Those hoping to get as much as possible out of their State Pension in retirement are being urged to take action. Brits have less than six months to bridge any gaps in their National Insurance (NI) from 2006 to optimise their State Pension payments.
Typically, individuals can only make voluntary contributions for the previous six tax years, and after the deadline of April 5 next year, the usual six-tax year limit will be reinstated. In 2023, the former government extended the deadline for voluntary NI contributions to April 5, 2025 for those impacted by new State Pension transitional arrangements, covering tax years from April 6, 2006 to April 5, 2018.
This extended deadline has provided individuals with more time to evaluate their options and make their contributions. Men born post-April 6, 1951 and women born post-April 6, 1953 are eligible to make voluntary NI contributions to increase their New State Pension.
Some individuals may be entitled to NI credits instead of having to make contributions, so they should check and consider what is best for them. HMRC stated that further analysis of the online service usage shows that the majority (51%) of customers topped up one year of their NI record, with the average online payment being £1,193.
Pensions Minister Emma Reynolds has made a call to action for pensioners and future retirees: "We want pensioners of today and tomorrow to enjoy the dignity and support they deserve in retirement", reports the Daily Record.
She further emphasized, "That's why I urge everyone to check if they could benefit by filling gaps before the deadline passes. Using our online tool means only a few clicks could make a huge difference to your future."
People keen to learn more about making voluntary contributions can visit GOV.UK. For those still in their working years, the State Pension forecast can also be checked on GOV.UK.
Personal finance expert Alice Haine from Bestinvest by Evelyn Partners, an online investment platform, advised: "People typically need at least 10 qualifying years of NI (national insurance) contributions to receive any state pension at all and at least 35 years to receive the full new state pension - though they don't need to be consecutive years."
Haine cautioned those aiming to fill their NI gap, indicating that it should be a carefully considered decision: "Plugging gaps can be quite an expensive process, so it is important to assess whether you actually need to buy back any missing years.
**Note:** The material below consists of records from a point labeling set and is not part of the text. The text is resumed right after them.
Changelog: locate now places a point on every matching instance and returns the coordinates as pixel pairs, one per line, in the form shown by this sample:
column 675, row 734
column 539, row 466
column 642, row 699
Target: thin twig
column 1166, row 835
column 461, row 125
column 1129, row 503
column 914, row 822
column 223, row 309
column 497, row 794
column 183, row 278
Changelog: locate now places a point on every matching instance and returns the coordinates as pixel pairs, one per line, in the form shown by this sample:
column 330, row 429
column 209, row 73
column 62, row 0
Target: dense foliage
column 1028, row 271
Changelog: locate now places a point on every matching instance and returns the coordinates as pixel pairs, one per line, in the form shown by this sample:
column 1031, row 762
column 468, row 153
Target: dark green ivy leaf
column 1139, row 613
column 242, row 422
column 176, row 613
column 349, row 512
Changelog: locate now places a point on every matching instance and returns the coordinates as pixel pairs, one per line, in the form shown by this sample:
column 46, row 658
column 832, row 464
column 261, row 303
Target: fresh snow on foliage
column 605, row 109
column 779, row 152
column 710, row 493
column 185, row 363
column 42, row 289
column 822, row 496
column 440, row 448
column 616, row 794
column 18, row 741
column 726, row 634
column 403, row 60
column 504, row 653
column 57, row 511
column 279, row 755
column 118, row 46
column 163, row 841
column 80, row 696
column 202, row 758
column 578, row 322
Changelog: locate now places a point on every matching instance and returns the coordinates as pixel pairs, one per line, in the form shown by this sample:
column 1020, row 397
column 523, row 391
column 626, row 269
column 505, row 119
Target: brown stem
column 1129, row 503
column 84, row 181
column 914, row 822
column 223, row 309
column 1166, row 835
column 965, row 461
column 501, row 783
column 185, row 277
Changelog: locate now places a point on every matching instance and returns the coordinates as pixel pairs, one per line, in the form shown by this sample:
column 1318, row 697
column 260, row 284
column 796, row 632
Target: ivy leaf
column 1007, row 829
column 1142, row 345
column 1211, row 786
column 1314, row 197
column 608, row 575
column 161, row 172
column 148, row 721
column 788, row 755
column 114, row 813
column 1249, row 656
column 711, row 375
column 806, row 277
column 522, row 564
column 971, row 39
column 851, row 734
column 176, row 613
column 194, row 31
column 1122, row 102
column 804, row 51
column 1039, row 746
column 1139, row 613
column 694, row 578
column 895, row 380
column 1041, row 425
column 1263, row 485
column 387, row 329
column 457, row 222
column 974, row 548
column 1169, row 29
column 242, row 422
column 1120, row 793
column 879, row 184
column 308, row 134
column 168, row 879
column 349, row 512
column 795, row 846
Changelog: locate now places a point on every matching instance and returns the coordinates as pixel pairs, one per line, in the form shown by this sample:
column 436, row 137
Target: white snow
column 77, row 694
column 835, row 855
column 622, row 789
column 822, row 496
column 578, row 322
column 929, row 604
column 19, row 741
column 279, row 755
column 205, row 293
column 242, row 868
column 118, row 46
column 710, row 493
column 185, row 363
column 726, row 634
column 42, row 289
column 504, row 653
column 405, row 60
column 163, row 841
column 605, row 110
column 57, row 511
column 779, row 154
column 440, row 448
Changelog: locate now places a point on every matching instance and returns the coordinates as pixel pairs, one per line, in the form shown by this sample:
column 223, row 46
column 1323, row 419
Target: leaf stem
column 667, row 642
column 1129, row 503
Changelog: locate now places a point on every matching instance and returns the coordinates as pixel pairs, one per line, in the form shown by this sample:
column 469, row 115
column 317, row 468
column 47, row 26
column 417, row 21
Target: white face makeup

This will depend on how many more years you plan to work, and whether you are eligible for NI tax credits, which fill the gaps, such as those who have been sick, were unemployed or took time out to raise a family or care for elderly relations."
The process for updating records has been simplified thanks to governmental efforts, Haine added: "Plugging gaps in your record is relatively straightforward since the Government rolled out its new NI payments services in April this year - a State Pension forecast tool that has been checked by 3.7m since its launch."
She added: "People simply need to log into their personal tax account or the HMRC app to not only view any payment gaps but also check if they can plug those gaps directly through the Government's digital channels."
"A short survey assesses the person's suitability to pay online with those eligible to pay directly given a series of options to plug any gaps depending on when someone wants to stop working."
"Calculating whether to top up can be confusing though and ultimately there is no point paying for more years than you need because you won't get that money back."
Ms Haine further mentioned: "People who might need to top up include those that took a career break as well as low earners or expatriates living and working abroad."
"Remember, this deadline has been extended a couple of times in the past, which makes it more likely the Government will stick to the April cut-off point this time around. For this reason, those that think they might need to take action should start the process now."